Paying extra each month will reduce the length of the loan. There are two ways to shorten the term of your loan. Refinance your loan (with a new 15-year mortgage) and make monthly payments: This option is ideal if you have the cash flow to handle a larger payment each month. If so, you can reduce the length of the loan by making monthly payments instead of bi-weekly payments.

But there are a few things to consider before you make this decision. First, you’ll need to make sure that you can afford the higher monthly payments that come with a shorter loan term. Second, you’ll also need to factor in any prepayment penalties that may be associated with your mortgage. If you’re confident that you can afford the higher payments and you’re comfortable with the potential penalties, then shorter loan terms can be a great way to save money and pay off your mortgage early. The key is to make sure that you’re prepared for the higher payments.

Make an Extra Lump Sum Payment

A home loan is a huge investment that requires a lot of money. It is not uncommon for people to have trouble making monthly payments because of their low income. In such cases, it might be tempting to make an extra lump sum payment and close off the home loan early. 

A lump sum payment is a one-time, up-front payment that can help you to close off your mortgage early and a way to save money on interest and pay off your mortgage sooner. However, this can be a very costly decision if you are not aware of the penalties involved in doing so. 

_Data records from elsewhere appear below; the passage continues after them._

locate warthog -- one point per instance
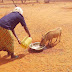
(50, 35)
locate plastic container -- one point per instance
(26, 42)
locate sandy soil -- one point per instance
(41, 18)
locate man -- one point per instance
(7, 25)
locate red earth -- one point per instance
(40, 18)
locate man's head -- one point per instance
(18, 9)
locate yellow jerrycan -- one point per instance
(26, 42)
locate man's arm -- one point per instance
(27, 31)
(16, 36)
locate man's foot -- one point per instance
(13, 56)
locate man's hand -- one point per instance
(19, 41)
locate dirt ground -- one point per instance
(41, 18)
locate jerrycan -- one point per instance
(26, 42)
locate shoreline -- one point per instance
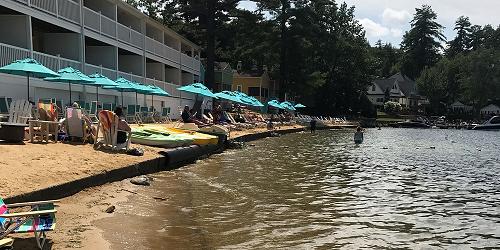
(85, 200)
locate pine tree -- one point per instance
(462, 42)
(421, 45)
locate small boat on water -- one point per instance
(492, 124)
(410, 124)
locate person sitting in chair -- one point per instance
(123, 127)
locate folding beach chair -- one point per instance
(108, 128)
(75, 124)
(39, 219)
(20, 111)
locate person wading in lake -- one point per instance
(358, 135)
(312, 124)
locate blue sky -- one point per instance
(389, 19)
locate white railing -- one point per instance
(45, 5)
(130, 36)
(55, 63)
(92, 20)
(68, 10)
(109, 73)
(108, 26)
(92, 69)
(10, 53)
(136, 38)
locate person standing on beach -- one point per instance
(312, 124)
(358, 135)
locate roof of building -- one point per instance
(491, 106)
(407, 86)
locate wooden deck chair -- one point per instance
(20, 111)
(108, 128)
(75, 124)
(4, 105)
(165, 115)
(39, 218)
(107, 106)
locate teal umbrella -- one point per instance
(197, 88)
(70, 75)
(275, 103)
(244, 98)
(228, 95)
(28, 67)
(101, 81)
(157, 91)
(287, 105)
(124, 85)
(256, 102)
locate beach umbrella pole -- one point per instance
(28, 87)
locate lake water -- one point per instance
(401, 188)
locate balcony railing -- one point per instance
(66, 9)
(11, 53)
(55, 63)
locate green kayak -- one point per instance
(151, 138)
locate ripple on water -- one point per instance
(401, 188)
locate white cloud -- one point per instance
(374, 29)
(395, 17)
(397, 33)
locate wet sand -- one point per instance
(31, 167)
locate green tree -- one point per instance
(421, 45)
(462, 42)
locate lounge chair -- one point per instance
(39, 219)
(108, 127)
(41, 128)
(75, 124)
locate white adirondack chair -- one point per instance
(20, 112)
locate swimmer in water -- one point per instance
(358, 135)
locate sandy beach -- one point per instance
(34, 166)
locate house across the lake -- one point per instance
(489, 110)
(397, 88)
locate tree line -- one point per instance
(319, 52)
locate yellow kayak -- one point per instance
(199, 138)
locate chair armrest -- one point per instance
(33, 203)
(28, 214)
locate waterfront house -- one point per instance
(223, 76)
(256, 83)
(397, 88)
(105, 36)
(459, 107)
(490, 110)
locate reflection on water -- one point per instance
(402, 188)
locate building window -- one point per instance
(253, 91)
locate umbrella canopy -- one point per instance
(287, 105)
(159, 91)
(275, 103)
(124, 85)
(101, 81)
(244, 98)
(228, 95)
(256, 102)
(28, 67)
(197, 88)
(71, 75)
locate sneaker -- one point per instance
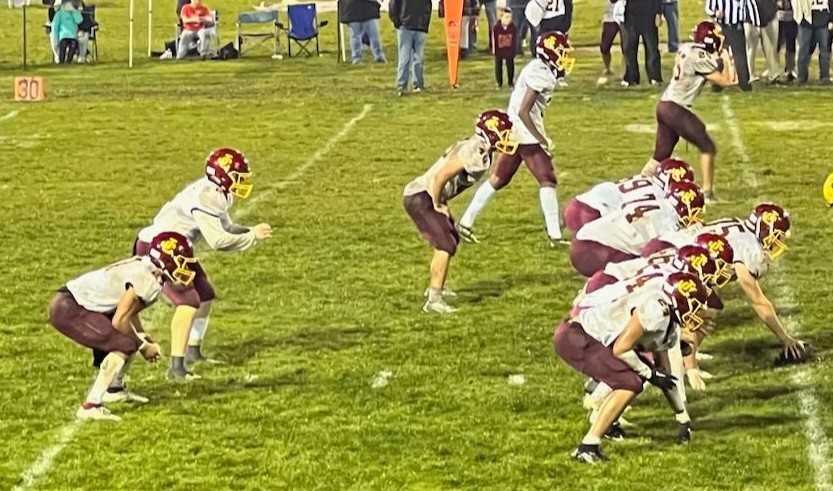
(438, 307)
(121, 394)
(615, 432)
(467, 234)
(95, 412)
(589, 454)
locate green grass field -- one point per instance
(308, 320)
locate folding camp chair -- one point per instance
(303, 27)
(253, 18)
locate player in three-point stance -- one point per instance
(100, 310)
(201, 211)
(426, 197)
(531, 96)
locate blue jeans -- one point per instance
(672, 18)
(358, 30)
(411, 49)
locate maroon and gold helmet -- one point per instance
(687, 296)
(709, 35)
(724, 257)
(553, 48)
(674, 170)
(688, 201)
(696, 259)
(229, 169)
(171, 253)
(771, 225)
(495, 127)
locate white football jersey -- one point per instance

But still for many, lumpsum is the most convenient way to shorten the term. The way to do this is to choose an option that will decrease the loans and free up funds for other key items such as children’s education, vehicle lease payments, or saving for retirement. Some even set aside enough for the end-of-term goal such as putting together holiday money or saving up large amounts of savings.

Consolidation: Merge Multiple Loans into One

If you’re paying off multiple loans, you might be able to shorten the loan term—and pay off your mortgage sooner. If you have multiple mortgages, you can consolidate them into one loan. This can help you reduce the amount of interest you’re paying on each loan. If you have several small loans, consolidating them into one large loan could help you pay off your mortgage sooner and save money in the long run. This is a great option if you have several small loans with a high-interest rate.

Bottom Line 

It’s no secret that paying off your home loan early can save you a lot of money in interest. But how do you go about doing it? There are a few different strategies you can use to pay off your home loan early. The most popular method is to make extra repayments. This involves making payments on top of your regular repayments, which will go towards paying off the principal of your loan.

Another option is to make lump sum payments. This means making a larger payment than usual, which can be used to pay off a chunk of the loan. This can be a great option if you come into some extra money, such as a bonus at work. Finally, you can refinance your loan to a shorter term. This will lower your monthly repayments, but you’ll pay off the loan sooner. This is a great option if you can get a lower interest rate. 

Whatever strategy you choose, make sure you stick to it. extra repayments, lump-sum payments, or refinancing, paying off your home loan early is a great way to save money.